Where From Hell succeeds most brilliantly is in its suggestion that the Ripper murders presage the 20th Century, a time when staggering violence in World Wars I and II will rip the common understanding of what it means to be civilized. We follow the mad Gull not only on his nighttime prowls to slay women, but we follow him into his mind where we get to share the bizarre visions which motivated him and all him to make some foul sense of his actions. He is a madman, and we are invited into his mad mind so that we can find meaning in these hellish acts, at least by his cracked terms. 

Moore and Campbell do an excellent job of humanizing the victims and many of the other various characters who populate the story. The women are seen in full view, not reduced to mere sex workers who prowl the night, but women who have had lives before the arrival of the Ripper. Many of those lives are tragic ones, the reason they find themselves isolated in the streets of London's Whitehall district. We also follow the policeman Aberline, who himself is a rich character beyond his search for the Ripper. He is a man of conflicting passions, though he seems to be an honest enough copper. 

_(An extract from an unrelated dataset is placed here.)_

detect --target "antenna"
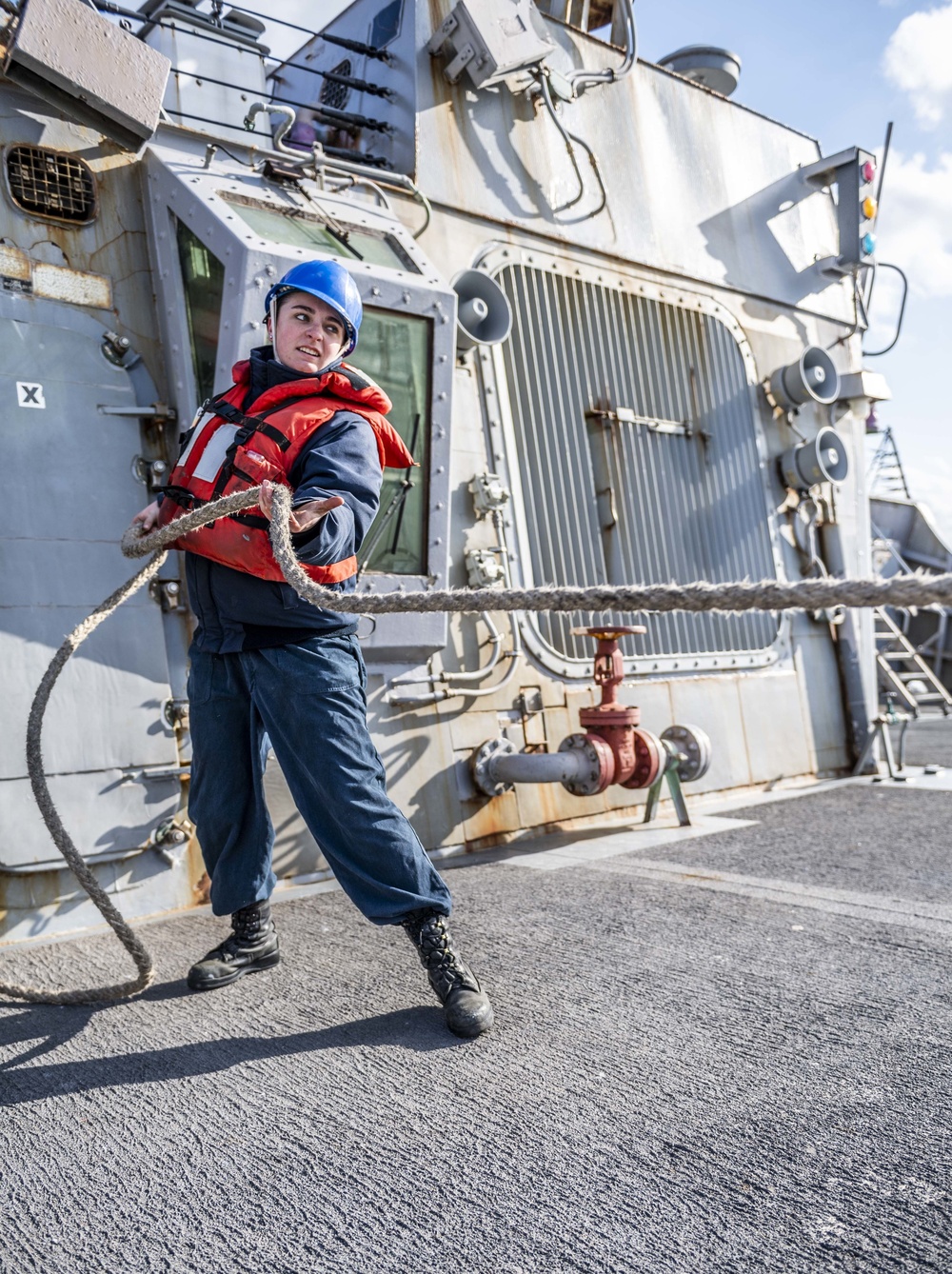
[868,425,913,499]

The story of "Jack the Ripper" is told based on many sources, but also from Moore's and Campbell's imaginations. They make this story, which has been told and retold so many times that we all think we know it, come alive again with vivid details that elevate above the mere true crime or horror categories it often gets slammed into. This is a mythic tale of coming to terms with the modern world and in so many ways failing to do so. The story comes with copious notes that explain Moore's sources and his thinking in regard to certain sequences which are more speculative. 

The movie version starring Johnny Depp is not bad given the limits of the medium, but it fails to capture the bigness of this story, and truth told a single film cannot capture the complexity of this work regardless. Maybe a min-series would be the best way to bring this to the screen. 

Below are the covers of the series as they appeared in the 90's from Mad Love Publishing. 













It's a hefty tome to get the collected series from Top Shelf, but at forty bucks it's a relative bargain given the depth of this story.